Ammon News - AMMAN - The Theodor Schneller School (TSS) Amman has become part of a German language teaching initiative and a member of a network of German schools abroad in cooperation with the Goethe Institute.
Under a cooperation agreement signed on Thursday with the Goethe Institute in Amman, the TSS will receive professional consultancy and support for its German programme and in return offer at least four teaching units of German per week.
The Goethe Institute will also provide modern textbooks, furniture and a teacher's reference library as part of the agreement.
During the signing ceremony, attended by officials from the ministries of education and labour, Goethe Institute Director Christiane Kramer-Hus-Hus said the agreement aims at "establishing German as a foreign language in academic institutions".
She added that the TSS is the second school in the Kingdom to join the initiative after the Jubilee School, noting that German is "probably" the third foreign language spoken in the Kingdom after English and French.

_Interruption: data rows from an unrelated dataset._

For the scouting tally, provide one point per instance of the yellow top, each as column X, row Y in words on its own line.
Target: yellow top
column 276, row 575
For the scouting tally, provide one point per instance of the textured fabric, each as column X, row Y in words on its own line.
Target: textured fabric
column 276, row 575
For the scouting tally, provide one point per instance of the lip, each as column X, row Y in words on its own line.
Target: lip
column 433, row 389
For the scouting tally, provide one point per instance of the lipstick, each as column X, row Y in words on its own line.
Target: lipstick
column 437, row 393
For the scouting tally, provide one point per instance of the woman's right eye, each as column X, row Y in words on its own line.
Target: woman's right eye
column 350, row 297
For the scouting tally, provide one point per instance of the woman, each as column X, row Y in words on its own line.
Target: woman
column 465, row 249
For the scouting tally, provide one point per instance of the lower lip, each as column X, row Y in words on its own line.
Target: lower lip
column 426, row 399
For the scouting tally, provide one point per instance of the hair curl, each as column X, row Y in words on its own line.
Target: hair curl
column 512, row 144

Kramer-Hus-Hus voiced hope that more Jordanians will be interested in learning German and pursuing their higher education in German institutions, pointing out that the Goethe Institute has been working in Jordan for 50 years towards this end.
Musa Munaizel, a pedagogical concerns adviser at TSS, told The Jordan Times that the agreement is part of the cultural and academic cooperation between Jordan and Germany and aims at "promoting German language education in the country".

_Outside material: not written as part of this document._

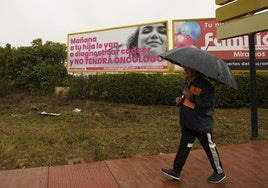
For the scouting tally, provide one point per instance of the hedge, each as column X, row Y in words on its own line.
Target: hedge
column 161, row 89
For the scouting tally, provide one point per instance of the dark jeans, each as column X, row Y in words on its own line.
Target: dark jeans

"German will be taught at TSS from the kindergarten level to the fifth grade," he said.
The "Schools: partners for the future" initiative is being coordinated by the German foreign office and implemented jointly with other German educational agencies, according to a statement released by the German embassy in Amman.
"The network of German schools abroad and schools which offer the German language diploma is being enhanced to ensure that German continues to be firmly established as a foreign language in national educational systems," the statement said.
The TSS was first established in 1860 by the late Rev. John Ludwig Schneller in Jerusalem, where it provided services for orphans and the needy until 1948. In 1950, Schneller graduates moved to Jordan and established a school in Amman's eastern suburb of Marka.
Figures provided by the statistics unit of the Ministry of Higher Education and Scientific Research that 1,036 Jordanians are currently studying in Germany, making it the third most popular European country for study abroad after Russia and Ukraine.